Um dia, em fevereiro, eu participava de uma manifestação em Homs, contra o regime, e vi uma vizinha ser ferida pelo Exército.

Apesar de saber que poderia me tornar o próximo alvo, fui socorrê-la. Tenho certeza de que, naquele momento, os homens da "shabiha" (fantasma; milícia leal a Bashar Assad) anotaram a placa do meu carro.

Dias depois, fomos parados por militares em uma estrada. Meu pai conseguiu escapar, eu e meu irmão fomos levados pelo Exército.

Ao chegar na prisão, eles queriam me obrigar a dizer que tinha armas pesadas. E eu nunca segurei uma arma.

Então eles me colocaram, sem roupa, encolhido dentro de um pneu de carro. Eram três: um pisou no meu rosto, enquanto os outros dois se revezavam ao me bater com barras de ferro, para confessar o que eu não tinha feito.

As torturas continuaram nos 45 dias em que estive preso. Um dia tiraram minha roupa e me penduraram em uma parede com luvas de couro ligadas por uma corda. Fazia muito frio e eles me jogavam água gelada, batiam nas minhas costas e insistiam que estava armado na manifestação.

Fiquei ali, pendurado, por umas seis horas, até perder os sentidos.

Depois de 15, 20 dias, comecei a pensar que só tinha duas opções: sair de lá ou mentir que tinha as armas e ser morto. Segui pensando que conseguiria sair.

Éramos geralmente sete prisioneiros em celas de dois metros por um metro. Vi muita gente que estava comigo não voltar das sessões de tortura. Ouvíamos os gritos dos outros presos. Um senhor de uns 60 anos morreu na minha frente de tanto apanhar.

Enquanto estive preso, não tive notícias do meu irmão. Perguntava por ele aos outros presos, gritava seu nome para ver se ele me respondia.
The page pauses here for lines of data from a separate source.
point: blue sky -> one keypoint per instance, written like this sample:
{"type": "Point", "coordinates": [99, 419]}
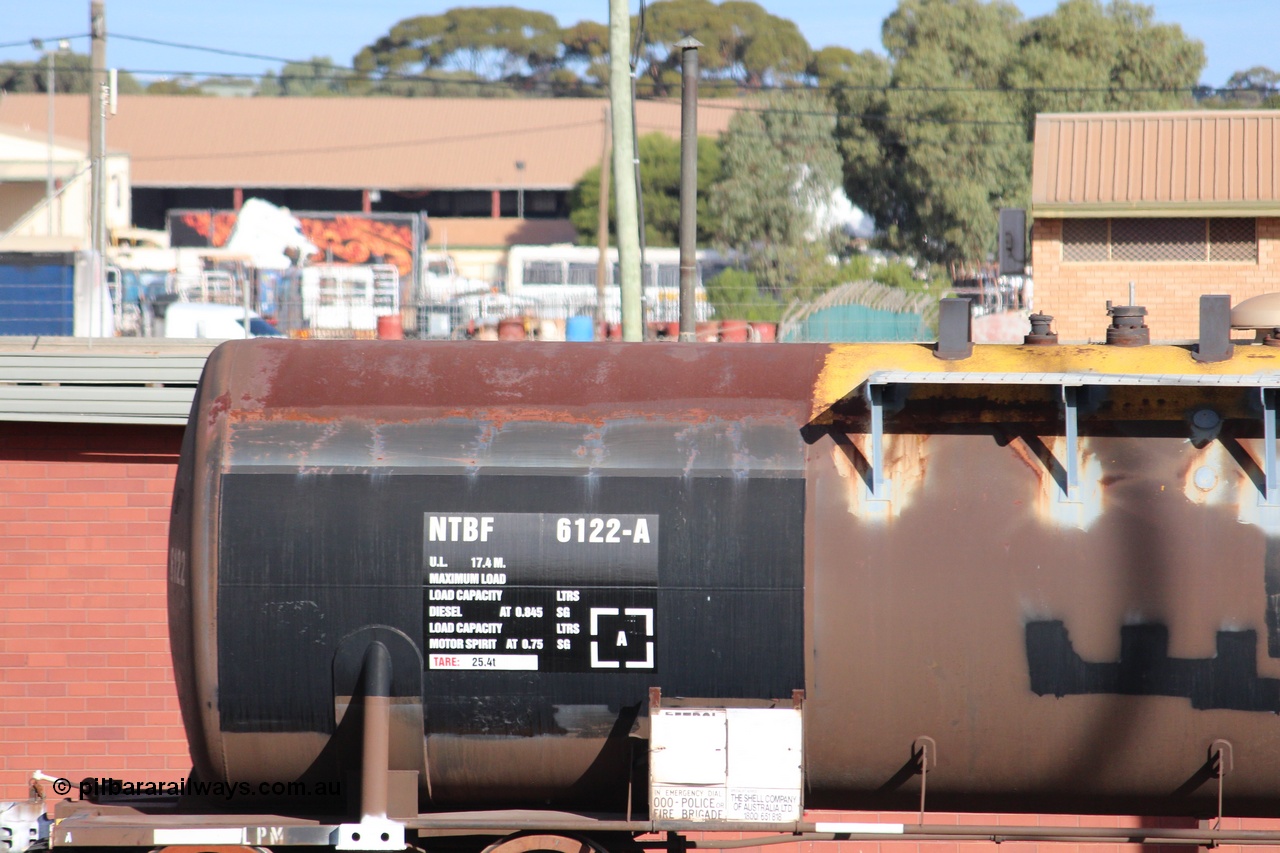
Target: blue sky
{"type": "Point", "coordinates": [1237, 33]}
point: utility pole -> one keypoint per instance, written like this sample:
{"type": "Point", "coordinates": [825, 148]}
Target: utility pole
{"type": "Point", "coordinates": [602, 227]}
{"type": "Point", "coordinates": [97, 146]}
{"type": "Point", "coordinates": [624, 160]}
{"type": "Point", "coordinates": [688, 186]}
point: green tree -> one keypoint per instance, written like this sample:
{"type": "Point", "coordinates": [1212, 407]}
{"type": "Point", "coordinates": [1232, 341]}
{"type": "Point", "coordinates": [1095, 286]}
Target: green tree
{"type": "Point", "coordinates": [490, 42]}
{"type": "Point", "coordinates": [744, 45]}
{"type": "Point", "coordinates": [935, 149]}
{"type": "Point", "coordinates": [316, 77]}
{"type": "Point", "coordinates": [1257, 87]}
{"type": "Point", "coordinates": [586, 44]}
{"type": "Point", "coordinates": [659, 186]}
{"type": "Point", "coordinates": [71, 76]}
{"type": "Point", "coordinates": [1092, 58]}
{"type": "Point", "coordinates": [781, 164]}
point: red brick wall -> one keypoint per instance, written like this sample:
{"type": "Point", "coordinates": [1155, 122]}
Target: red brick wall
{"type": "Point", "coordinates": [86, 685]}
{"type": "Point", "coordinates": [1077, 293]}
{"type": "Point", "coordinates": [87, 682]}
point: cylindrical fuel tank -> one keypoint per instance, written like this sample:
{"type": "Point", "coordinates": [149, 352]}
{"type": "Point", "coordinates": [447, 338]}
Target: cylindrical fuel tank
{"type": "Point", "coordinates": [1060, 564]}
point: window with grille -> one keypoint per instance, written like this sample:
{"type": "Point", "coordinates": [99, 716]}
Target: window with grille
{"type": "Point", "coordinates": [1175, 240]}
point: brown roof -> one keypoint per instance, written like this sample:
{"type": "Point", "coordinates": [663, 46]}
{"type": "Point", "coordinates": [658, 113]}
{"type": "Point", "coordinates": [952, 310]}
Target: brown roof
{"type": "Point", "coordinates": [355, 142]}
{"type": "Point", "coordinates": [485, 233]}
{"type": "Point", "coordinates": [1157, 164]}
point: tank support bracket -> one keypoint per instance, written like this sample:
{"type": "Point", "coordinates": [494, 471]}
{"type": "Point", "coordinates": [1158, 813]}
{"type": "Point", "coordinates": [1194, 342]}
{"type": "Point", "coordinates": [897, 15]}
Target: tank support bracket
{"type": "Point", "coordinates": [881, 489]}
{"type": "Point", "coordinates": [1070, 415]}
{"type": "Point", "coordinates": [1221, 755]}
{"type": "Point", "coordinates": [1271, 487]}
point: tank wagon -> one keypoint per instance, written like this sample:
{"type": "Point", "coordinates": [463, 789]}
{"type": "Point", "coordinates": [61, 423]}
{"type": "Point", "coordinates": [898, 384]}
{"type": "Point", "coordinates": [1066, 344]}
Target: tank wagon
{"type": "Point", "coordinates": [471, 576]}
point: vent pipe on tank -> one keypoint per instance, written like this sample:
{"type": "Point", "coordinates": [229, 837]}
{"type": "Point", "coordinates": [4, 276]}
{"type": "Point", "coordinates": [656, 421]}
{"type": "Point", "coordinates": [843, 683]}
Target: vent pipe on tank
{"type": "Point", "coordinates": [1260, 314]}
{"type": "Point", "coordinates": [955, 329]}
{"type": "Point", "coordinates": [1215, 343]}
{"type": "Point", "coordinates": [1128, 328]}
{"type": "Point", "coordinates": [1041, 333]}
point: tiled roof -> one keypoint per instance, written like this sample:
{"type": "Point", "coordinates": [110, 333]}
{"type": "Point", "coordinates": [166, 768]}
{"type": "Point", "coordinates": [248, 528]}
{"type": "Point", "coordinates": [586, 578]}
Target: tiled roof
{"type": "Point", "coordinates": [487, 233]}
{"type": "Point", "coordinates": [355, 142]}
{"type": "Point", "coordinates": [1192, 163]}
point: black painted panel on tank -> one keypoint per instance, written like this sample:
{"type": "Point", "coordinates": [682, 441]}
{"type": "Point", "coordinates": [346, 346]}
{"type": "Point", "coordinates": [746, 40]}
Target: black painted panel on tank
{"type": "Point", "coordinates": [307, 559]}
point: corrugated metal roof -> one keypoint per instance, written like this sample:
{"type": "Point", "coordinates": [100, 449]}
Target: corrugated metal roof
{"type": "Point", "coordinates": [355, 142]}
{"type": "Point", "coordinates": [498, 233]}
{"type": "Point", "coordinates": [1157, 164]}
{"type": "Point", "coordinates": [109, 381]}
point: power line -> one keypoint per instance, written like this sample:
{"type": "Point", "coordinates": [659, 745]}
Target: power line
{"type": "Point", "coordinates": [369, 146]}
{"type": "Point", "coordinates": [27, 42]}
{"type": "Point", "coordinates": [201, 48]}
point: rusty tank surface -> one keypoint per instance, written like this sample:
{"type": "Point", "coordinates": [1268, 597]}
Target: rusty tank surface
{"type": "Point", "coordinates": [1056, 565]}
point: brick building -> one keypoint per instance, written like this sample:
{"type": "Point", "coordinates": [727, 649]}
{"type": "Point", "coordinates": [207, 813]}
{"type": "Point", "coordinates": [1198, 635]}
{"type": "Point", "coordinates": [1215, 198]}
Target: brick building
{"type": "Point", "coordinates": [90, 434]}
{"type": "Point", "coordinates": [86, 478]}
{"type": "Point", "coordinates": [1180, 204]}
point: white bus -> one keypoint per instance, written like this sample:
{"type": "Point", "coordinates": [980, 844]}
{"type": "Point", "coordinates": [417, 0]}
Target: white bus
{"type": "Point", "coordinates": [337, 300]}
{"type": "Point", "coordinates": [561, 281]}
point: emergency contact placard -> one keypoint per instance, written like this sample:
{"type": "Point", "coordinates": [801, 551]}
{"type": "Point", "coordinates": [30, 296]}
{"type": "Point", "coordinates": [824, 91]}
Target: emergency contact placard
{"type": "Point", "coordinates": [539, 592]}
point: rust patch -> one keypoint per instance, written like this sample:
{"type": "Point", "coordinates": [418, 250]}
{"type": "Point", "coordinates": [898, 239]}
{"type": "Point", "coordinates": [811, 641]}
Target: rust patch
{"type": "Point", "coordinates": [905, 469]}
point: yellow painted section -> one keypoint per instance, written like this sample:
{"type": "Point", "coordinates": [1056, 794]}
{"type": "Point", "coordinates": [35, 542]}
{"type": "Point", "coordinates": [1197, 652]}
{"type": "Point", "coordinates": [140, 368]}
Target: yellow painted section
{"type": "Point", "coordinates": [848, 365]}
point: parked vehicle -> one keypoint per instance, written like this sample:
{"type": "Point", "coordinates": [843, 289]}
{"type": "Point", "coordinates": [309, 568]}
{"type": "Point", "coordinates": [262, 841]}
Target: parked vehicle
{"type": "Point", "coordinates": [209, 320]}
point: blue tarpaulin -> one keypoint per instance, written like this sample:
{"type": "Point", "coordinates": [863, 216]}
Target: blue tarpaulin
{"type": "Point", "coordinates": [37, 293]}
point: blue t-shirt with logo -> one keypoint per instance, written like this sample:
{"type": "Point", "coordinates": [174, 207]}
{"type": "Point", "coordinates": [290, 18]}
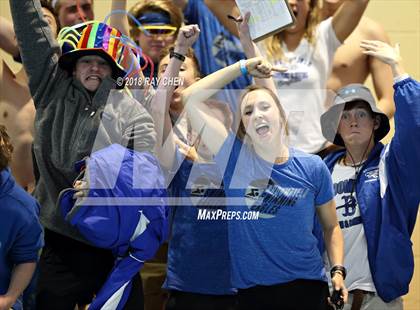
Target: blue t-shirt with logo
{"type": "Point", "coordinates": [216, 48]}
{"type": "Point", "coordinates": [198, 257]}
{"type": "Point", "coordinates": [279, 247]}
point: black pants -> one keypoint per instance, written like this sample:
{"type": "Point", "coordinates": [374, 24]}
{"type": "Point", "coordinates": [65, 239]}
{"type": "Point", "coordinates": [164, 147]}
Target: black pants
{"type": "Point", "coordinates": [191, 301]}
{"type": "Point", "coordinates": [71, 273]}
{"type": "Point", "coordinates": [295, 295]}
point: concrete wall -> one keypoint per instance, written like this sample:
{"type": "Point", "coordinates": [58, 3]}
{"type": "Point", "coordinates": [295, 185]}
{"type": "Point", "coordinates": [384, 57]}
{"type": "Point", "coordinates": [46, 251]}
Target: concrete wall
{"type": "Point", "coordinates": [401, 19]}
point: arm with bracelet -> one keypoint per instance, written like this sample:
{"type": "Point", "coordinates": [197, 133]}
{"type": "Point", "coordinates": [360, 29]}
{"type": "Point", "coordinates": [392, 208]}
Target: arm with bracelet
{"type": "Point", "coordinates": [165, 146]}
{"type": "Point", "coordinates": [213, 132]}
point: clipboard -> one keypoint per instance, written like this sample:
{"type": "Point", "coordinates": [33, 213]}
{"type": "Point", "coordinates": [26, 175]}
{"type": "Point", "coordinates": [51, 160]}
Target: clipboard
{"type": "Point", "coordinates": [268, 17]}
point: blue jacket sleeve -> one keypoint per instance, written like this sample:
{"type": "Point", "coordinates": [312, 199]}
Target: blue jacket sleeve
{"type": "Point", "coordinates": [399, 162]}
{"type": "Point", "coordinates": [28, 242]}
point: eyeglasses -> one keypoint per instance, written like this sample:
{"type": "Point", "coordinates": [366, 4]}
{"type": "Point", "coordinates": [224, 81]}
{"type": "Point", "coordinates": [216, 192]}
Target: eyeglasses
{"type": "Point", "coordinates": [155, 30]}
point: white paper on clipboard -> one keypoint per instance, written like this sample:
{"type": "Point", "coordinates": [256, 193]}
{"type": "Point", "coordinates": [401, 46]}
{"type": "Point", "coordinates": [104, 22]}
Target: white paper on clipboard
{"type": "Point", "coordinates": [267, 16]}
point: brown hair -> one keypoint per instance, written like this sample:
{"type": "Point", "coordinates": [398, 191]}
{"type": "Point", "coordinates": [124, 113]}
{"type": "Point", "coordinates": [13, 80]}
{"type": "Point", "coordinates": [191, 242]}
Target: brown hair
{"type": "Point", "coordinates": [241, 132]}
{"type": "Point", "coordinates": [6, 148]}
{"type": "Point", "coordinates": [190, 54]}
{"type": "Point", "coordinates": [273, 43]}
{"type": "Point", "coordinates": [167, 6]}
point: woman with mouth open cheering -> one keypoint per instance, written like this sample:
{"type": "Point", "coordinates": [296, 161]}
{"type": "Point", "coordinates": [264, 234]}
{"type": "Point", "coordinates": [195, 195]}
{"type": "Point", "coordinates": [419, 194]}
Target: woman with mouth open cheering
{"type": "Point", "coordinates": [275, 262]}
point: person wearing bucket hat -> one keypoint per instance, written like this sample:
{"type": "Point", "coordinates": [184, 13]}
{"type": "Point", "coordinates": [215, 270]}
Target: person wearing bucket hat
{"type": "Point", "coordinates": [78, 110]}
{"type": "Point", "coordinates": [376, 186]}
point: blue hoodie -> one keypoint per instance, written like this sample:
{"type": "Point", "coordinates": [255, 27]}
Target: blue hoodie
{"type": "Point", "coordinates": [388, 195]}
{"type": "Point", "coordinates": [20, 231]}
{"type": "Point", "coordinates": [125, 211]}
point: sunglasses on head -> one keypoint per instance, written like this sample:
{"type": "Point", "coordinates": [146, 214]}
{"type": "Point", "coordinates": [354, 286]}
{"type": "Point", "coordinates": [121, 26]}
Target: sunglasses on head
{"type": "Point", "coordinates": [154, 30]}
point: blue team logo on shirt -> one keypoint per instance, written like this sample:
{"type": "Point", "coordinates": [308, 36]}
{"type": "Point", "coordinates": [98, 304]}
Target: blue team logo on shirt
{"type": "Point", "coordinates": [372, 174]}
{"type": "Point", "coordinates": [347, 203]}
{"type": "Point", "coordinates": [267, 197]}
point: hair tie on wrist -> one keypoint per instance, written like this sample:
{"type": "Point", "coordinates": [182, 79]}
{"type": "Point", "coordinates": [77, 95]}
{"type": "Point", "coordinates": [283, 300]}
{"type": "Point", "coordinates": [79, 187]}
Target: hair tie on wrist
{"type": "Point", "coordinates": [338, 269]}
{"type": "Point", "coordinates": [242, 66]}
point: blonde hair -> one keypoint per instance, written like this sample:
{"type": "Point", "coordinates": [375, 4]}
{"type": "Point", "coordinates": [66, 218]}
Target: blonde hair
{"type": "Point", "coordinates": [273, 43]}
{"type": "Point", "coordinates": [175, 14]}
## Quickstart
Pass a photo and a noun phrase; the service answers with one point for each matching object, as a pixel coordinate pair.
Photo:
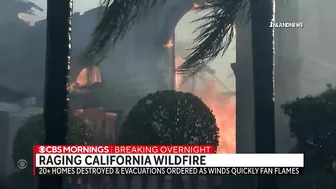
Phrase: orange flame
(222, 106)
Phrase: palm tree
(215, 36)
(56, 74)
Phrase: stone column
(287, 70)
(4, 143)
(244, 88)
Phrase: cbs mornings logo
(42, 149)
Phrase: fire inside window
(88, 76)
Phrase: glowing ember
(222, 106)
(169, 44)
(195, 6)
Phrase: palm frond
(117, 18)
(215, 35)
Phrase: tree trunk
(263, 73)
(56, 80)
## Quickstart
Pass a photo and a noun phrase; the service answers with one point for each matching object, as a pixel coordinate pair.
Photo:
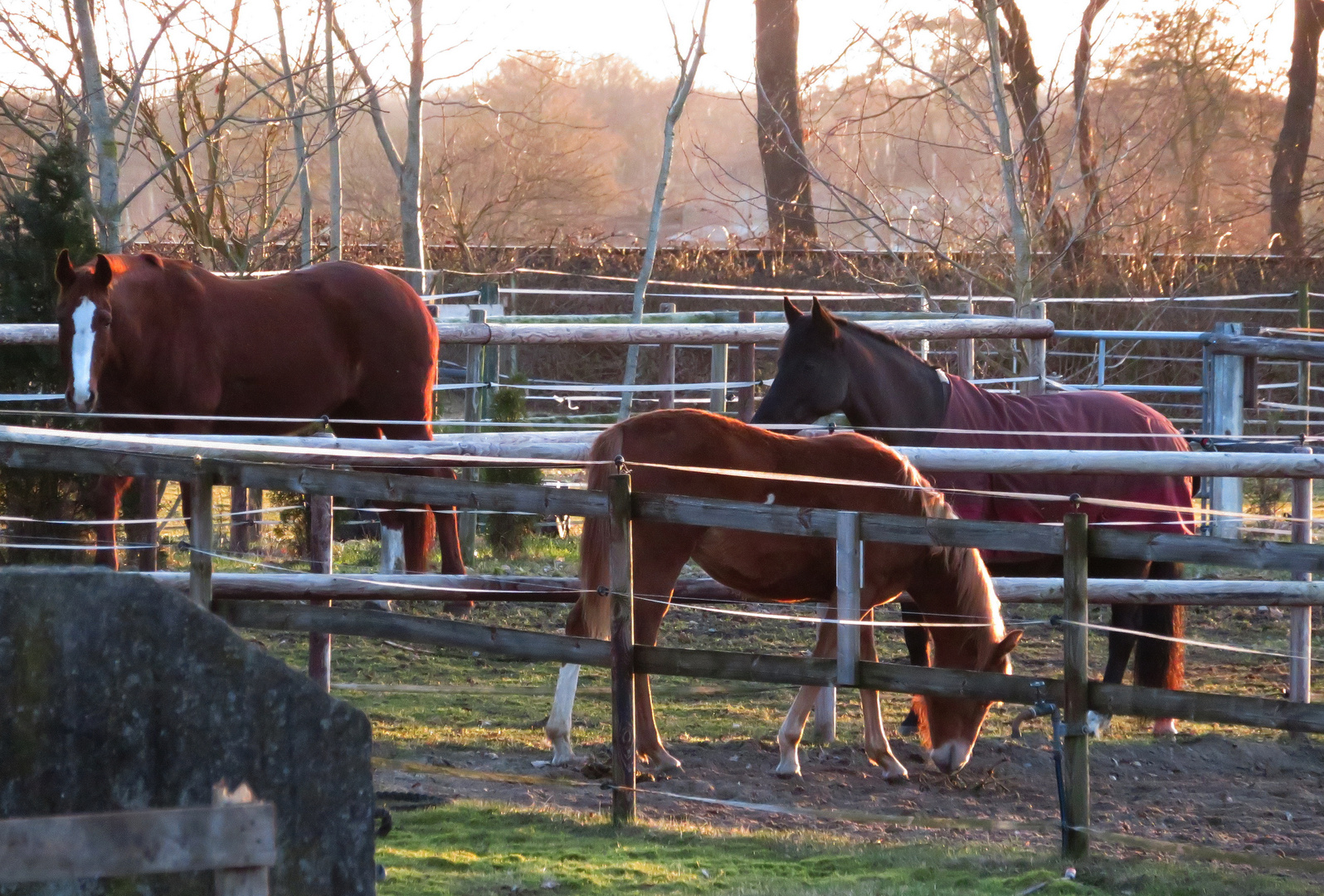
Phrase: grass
(477, 847)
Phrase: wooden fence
(235, 837)
(1075, 542)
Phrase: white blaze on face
(84, 340)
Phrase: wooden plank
(666, 364)
(1075, 675)
(304, 587)
(137, 842)
(621, 575)
(706, 334)
(29, 334)
(200, 539)
(237, 880)
(319, 562)
(1299, 631)
(746, 367)
(1283, 349)
(718, 373)
(1225, 402)
(537, 646)
(148, 504)
(573, 446)
(528, 646)
(848, 596)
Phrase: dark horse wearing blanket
(947, 582)
(142, 335)
(829, 364)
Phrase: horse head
(951, 726)
(84, 314)
(812, 369)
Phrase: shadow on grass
(468, 849)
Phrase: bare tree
(1294, 142)
(781, 138)
(1088, 153)
(408, 168)
(689, 69)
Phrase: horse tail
(591, 617)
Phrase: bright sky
(639, 28)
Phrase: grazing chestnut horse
(144, 335)
(947, 582)
(829, 364)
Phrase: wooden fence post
(200, 538)
(1225, 382)
(319, 562)
(718, 373)
(239, 882)
(1299, 635)
(148, 504)
(666, 364)
(475, 366)
(966, 349)
(848, 596)
(1075, 673)
(746, 373)
(1303, 368)
(621, 564)
(825, 707)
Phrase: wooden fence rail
(538, 646)
(548, 589)
(239, 838)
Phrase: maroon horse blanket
(1037, 422)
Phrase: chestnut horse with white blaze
(144, 335)
(948, 584)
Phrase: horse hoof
(897, 776)
(1166, 727)
(664, 762)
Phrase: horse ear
(1004, 649)
(105, 273)
(64, 269)
(822, 318)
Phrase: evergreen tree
(51, 215)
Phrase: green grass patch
(473, 847)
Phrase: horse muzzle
(952, 756)
(78, 404)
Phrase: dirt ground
(1239, 796)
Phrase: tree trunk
(1294, 142)
(1024, 85)
(333, 144)
(301, 151)
(1093, 219)
(411, 173)
(108, 211)
(781, 139)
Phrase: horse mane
(891, 342)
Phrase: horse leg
(917, 645)
(877, 748)
(557, 728)
(793, 727)
(1161, 664)
(105, 499)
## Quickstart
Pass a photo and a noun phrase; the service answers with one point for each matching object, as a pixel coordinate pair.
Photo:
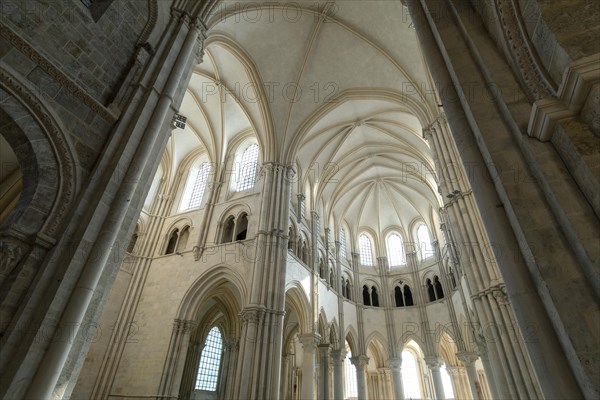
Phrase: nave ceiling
(339, 89)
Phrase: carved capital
(360, 362)
(252, 315)
(11, 253)
(184, 325)
(467, 357)
(395, 362)
(309, 341)
(434, 363)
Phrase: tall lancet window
(342, 243)
(424, 242)
(351, 387)
(395, 247)
(366, 250)
(195, 186)
(247, 168)
(210, 361)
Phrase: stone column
(309, 344)
(175, 360)
(106, 243)
(434, 365)
(361, 362)
(261, 347)
(190, 370)
(285, 376)
(337, 358)
(226, 376)
(395, 365)
(324, 389)
(468, 359)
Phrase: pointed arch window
(183, 238)
(395, 247)
(342, 243)
(403, 295)
(195, 186)
(210, 361)
(411, 376)
(424, 240)
(366, 250)
(351, 387)
(172, 243)
(133, 241)
(398, 297)
(247, 168)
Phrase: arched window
(411, 380)
(304, 252)
(350, 386)
(366, 296)
(321, 268)
(424, 241)
(342, 243)
(241, 227)
(228, 229)
(430, 290)
(331, 277)
(195, 186)
(447, 383)
(374, 297)
(452, 277)
(183, 238)
(395, 248)
(439, 292)
(408, 301)
(172, 244)
(133, 240)
(247, 168)
(366, 250)
(210, 361)
(398, 296)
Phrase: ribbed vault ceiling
(339, 88)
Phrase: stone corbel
(575, 88)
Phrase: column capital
(360, 361)
(309, 341)
(467, 357)
(184, 325)
(230, 343)
(434, 363)
(323, 349)
(338, 355)
(395, 362)
(275, 166)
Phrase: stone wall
(95, 55)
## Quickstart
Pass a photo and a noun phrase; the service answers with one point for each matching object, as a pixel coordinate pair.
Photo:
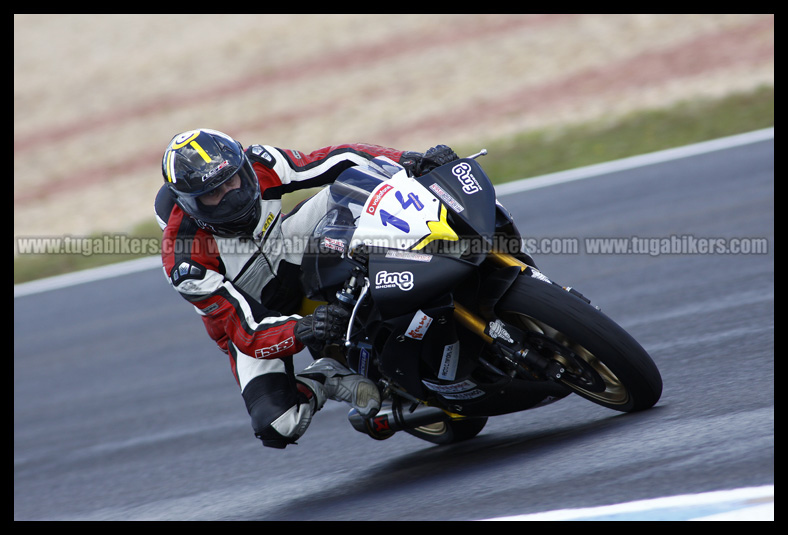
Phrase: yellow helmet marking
(439, 230)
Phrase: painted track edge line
(737, 498)
(508, 188)
(633, 162)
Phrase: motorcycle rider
(230, 252)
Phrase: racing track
(124, 410)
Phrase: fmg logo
(390, 279)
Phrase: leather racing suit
(247, 290)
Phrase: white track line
(526, 184)
(752, 503)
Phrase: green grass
(529, 154)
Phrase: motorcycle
(449, 313)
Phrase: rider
(229, 251)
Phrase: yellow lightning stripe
(189, 140)
(439, 230)
(200, 151)
(168, 166)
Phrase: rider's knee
(280, 413)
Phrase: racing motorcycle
(450, 314)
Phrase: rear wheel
(602, 362)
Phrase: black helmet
(199, 161)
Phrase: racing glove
(418, 164)
(327, 323)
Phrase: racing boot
(329, 379)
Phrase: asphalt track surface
(123, 409)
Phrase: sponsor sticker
(408, 255)
(451, 356)
(336, 245)
(394, 279)
(448, 199)
(266, 352)
(453, 388)
(418, 326)
(497, 330)
(463, 173)
(376, 197)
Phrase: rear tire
(603, 363)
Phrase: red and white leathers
(248, 291)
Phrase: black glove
(418, 164)
(326, 323)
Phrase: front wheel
(602, 362)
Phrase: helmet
(199, 161)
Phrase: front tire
(603, 363)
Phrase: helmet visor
(226, 200)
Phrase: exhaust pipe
(392, 419)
Na verdade, já não tinha esperança de que ele estivesse vivo.

Só consegui sair quando minha família deu dinheiro a um militar. Saí de lá muito ferido, tinha pulgas pelo corpo.

Demorei a me readaptar. Às vezes, não reconhecia nem a minha mulher. Hoje o que mais quero é trazer minha família para o Brasil. Na Síria, não podem mais ficar."